If the mask you found suitable during fitting becomes uncomfortable after a few nights or is difficult to fit, contact your sleep medicine physician or medical equipment provider. You may need advice on how to fit it or a different style of mask.
And if after two or three weeks of trying it you feel like CPAP isn’t working for you, “talk to your sleep doctor about what else you can do, but don’t give up,” Rowley says.
Some people may take longer to adjust. David Levey, for example, estimates that it took him two to three months to become fully comfortable with his CPAP, and he had to switch from side sleeping to back or back to prevent his device from slipping out of place.
“Getting used to sleeping on my back was the hardest part of adjusting to CPAP, but once I did I woke up feeling much more rested,” he says.
Common Side Effects of CPAP Machines
The side effects of CPAP use can often cause discomfort. Here’s how to manage the most common CPAP-related complaints:
Dry mouth. An uncomfortably dry mouth can occur when a full face mask fails to form a tight seal on your face or with a nasal mask or nasal pillows if you breathe through your mouth, Rowley says.
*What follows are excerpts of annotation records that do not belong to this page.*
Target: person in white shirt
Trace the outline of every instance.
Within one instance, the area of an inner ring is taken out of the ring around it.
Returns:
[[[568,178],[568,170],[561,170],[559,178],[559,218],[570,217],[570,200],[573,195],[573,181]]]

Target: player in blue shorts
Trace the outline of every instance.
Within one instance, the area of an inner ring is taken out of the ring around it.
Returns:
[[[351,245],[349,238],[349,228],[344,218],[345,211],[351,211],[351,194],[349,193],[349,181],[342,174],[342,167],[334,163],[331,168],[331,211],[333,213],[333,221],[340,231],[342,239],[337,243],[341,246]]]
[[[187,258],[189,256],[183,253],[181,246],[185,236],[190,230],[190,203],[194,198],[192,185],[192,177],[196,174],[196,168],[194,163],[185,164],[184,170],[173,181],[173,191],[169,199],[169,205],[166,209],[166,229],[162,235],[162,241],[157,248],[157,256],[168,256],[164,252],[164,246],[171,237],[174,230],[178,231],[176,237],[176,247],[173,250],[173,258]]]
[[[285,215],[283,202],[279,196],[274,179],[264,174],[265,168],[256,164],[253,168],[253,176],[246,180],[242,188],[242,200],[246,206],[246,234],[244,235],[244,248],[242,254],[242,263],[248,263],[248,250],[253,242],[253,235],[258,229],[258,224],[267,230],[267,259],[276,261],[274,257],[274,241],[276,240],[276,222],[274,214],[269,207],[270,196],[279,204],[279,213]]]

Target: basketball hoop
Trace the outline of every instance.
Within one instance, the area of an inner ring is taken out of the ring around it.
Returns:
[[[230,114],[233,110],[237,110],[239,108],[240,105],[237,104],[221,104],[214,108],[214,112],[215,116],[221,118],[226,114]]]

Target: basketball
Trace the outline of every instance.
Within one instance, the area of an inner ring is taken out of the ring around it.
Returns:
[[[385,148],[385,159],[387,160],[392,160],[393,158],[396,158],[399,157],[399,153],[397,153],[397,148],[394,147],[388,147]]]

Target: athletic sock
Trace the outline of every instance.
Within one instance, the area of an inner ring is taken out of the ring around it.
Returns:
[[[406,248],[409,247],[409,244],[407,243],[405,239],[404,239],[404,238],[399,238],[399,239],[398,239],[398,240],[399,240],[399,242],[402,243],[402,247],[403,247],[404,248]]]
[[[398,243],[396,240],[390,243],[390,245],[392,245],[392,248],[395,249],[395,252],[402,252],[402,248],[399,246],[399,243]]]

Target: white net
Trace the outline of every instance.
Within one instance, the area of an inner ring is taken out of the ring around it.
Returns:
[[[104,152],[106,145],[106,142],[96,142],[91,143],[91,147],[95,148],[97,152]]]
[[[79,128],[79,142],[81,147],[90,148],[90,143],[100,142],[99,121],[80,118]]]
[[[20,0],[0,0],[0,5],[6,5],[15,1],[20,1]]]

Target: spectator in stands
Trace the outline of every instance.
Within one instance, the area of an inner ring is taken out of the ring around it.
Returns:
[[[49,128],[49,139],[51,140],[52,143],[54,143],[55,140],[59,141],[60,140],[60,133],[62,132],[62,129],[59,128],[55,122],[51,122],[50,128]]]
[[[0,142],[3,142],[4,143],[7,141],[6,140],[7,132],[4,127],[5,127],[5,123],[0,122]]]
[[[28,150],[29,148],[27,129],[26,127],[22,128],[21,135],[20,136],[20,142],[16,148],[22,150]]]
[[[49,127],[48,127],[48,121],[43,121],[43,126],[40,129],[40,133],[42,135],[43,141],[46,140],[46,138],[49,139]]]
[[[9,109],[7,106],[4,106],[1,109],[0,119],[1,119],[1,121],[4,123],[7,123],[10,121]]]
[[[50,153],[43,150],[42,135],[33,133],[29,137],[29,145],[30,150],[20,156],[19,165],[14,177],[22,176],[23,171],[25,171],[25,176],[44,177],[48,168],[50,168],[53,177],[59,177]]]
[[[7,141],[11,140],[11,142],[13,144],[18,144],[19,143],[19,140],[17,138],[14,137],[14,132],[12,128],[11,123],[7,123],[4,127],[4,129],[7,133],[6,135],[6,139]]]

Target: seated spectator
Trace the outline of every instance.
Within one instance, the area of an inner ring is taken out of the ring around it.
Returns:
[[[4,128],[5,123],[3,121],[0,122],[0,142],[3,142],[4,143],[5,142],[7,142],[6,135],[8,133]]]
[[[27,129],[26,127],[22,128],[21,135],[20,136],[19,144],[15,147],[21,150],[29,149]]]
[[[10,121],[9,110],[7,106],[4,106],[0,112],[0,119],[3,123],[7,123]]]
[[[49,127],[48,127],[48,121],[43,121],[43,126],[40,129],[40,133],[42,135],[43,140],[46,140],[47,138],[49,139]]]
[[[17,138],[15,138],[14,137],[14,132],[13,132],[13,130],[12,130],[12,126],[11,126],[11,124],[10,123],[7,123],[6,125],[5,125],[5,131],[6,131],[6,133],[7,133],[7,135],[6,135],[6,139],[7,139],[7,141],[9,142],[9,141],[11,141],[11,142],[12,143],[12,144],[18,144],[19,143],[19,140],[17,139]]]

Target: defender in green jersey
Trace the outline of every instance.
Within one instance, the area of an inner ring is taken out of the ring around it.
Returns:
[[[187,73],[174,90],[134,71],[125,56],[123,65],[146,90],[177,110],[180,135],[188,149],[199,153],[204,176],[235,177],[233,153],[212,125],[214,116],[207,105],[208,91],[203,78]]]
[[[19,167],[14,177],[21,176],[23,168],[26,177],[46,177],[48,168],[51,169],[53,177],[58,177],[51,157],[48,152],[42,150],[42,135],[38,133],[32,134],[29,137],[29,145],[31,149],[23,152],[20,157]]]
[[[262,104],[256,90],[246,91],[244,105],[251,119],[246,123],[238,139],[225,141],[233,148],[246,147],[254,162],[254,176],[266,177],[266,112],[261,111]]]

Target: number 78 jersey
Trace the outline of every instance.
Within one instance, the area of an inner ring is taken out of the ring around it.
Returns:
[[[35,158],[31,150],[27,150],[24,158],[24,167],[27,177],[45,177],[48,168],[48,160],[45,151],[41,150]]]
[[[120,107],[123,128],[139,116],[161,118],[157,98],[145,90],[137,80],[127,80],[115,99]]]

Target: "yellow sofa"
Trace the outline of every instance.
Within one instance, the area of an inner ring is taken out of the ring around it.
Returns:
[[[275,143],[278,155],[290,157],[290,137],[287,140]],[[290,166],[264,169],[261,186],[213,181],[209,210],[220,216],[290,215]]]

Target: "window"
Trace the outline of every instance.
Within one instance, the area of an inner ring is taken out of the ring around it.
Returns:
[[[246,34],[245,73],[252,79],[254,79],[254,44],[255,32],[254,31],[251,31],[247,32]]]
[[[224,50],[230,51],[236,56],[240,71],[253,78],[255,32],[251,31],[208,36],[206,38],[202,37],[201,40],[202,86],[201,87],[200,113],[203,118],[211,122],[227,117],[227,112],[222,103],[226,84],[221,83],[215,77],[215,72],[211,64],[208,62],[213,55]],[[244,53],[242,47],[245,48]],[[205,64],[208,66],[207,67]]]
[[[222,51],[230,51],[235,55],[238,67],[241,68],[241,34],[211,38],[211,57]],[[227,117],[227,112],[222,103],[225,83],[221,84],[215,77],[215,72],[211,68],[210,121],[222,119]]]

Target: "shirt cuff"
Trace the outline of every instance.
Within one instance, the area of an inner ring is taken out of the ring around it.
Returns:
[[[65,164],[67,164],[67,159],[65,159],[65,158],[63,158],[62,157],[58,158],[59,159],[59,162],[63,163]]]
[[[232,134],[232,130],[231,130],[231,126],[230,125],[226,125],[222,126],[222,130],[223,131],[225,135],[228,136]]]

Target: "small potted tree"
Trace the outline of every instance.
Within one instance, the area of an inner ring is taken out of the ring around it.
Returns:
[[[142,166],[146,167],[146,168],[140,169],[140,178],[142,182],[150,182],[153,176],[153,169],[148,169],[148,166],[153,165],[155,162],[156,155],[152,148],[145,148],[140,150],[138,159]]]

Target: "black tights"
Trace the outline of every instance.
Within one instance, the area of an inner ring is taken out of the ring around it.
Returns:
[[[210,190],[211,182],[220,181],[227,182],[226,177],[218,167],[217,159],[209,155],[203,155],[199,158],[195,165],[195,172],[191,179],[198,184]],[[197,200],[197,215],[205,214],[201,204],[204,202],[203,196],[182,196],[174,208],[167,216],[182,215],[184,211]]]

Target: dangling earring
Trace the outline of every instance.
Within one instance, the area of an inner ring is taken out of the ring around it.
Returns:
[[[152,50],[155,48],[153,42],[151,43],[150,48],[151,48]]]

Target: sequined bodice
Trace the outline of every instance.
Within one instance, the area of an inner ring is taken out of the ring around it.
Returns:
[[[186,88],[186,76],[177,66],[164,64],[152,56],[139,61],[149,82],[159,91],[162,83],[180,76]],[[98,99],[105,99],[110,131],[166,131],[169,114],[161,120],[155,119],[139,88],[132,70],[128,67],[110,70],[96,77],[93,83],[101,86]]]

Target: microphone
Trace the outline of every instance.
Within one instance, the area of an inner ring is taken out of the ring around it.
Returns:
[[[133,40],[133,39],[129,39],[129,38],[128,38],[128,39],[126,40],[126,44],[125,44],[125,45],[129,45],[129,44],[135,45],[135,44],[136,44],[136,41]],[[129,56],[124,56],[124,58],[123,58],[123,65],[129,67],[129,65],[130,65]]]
What should you do? If you wear a full mask, have your sleep medicine specialist or sleep technician check the fit. If you are a mouth breather, ask if a chin strap can be added to your nasal mask or nose pillow devices to keep your mouth closed while you sleep.
Nasal congestion. It may be because the air is directed towards the nose.
What should you do? Most newer CPAP machines come with a built-in humidifier; You can adjust the humidification level to relieve nasal congestion. If that doesn’t help, talk to your doctor. “Most CPAP-related nasal congestion can be treated with an antihistamine or steroid nasal spray,” explains Rowley.
Acne. Some CPAP users report redness, itching, or a rash where the mask touches the skin. According to the AAST, an allergic reaction to a CPAP mask is rare, and these skin problems are almost always related to inadequate mask hygiene.
What should you do? “Wash the entire mask and humidifier chamber with soap and water at least once a week,” Rowley says. (Get more CPAP care tips here.) And while some researchers have theorized that CPAP might increase the risk of respiratory infections like pneumonia, studies so far have failed to find a link.
Sleep Apnea Treatment Alternatives
There are also other treatment options such as mouth guards, called mandibular advancement devices, which help keep the airway open, and surgically implanted devices that send electrical impulses to the nerve that controls the muscles of the upper airway.
If you’re overweight, losing a few pounds can also help reduce the severity of your sleep apnea.
And remember: “Treating your sleep apnea will not only help you sleep better, but you may also live longer,” says Feinsilver.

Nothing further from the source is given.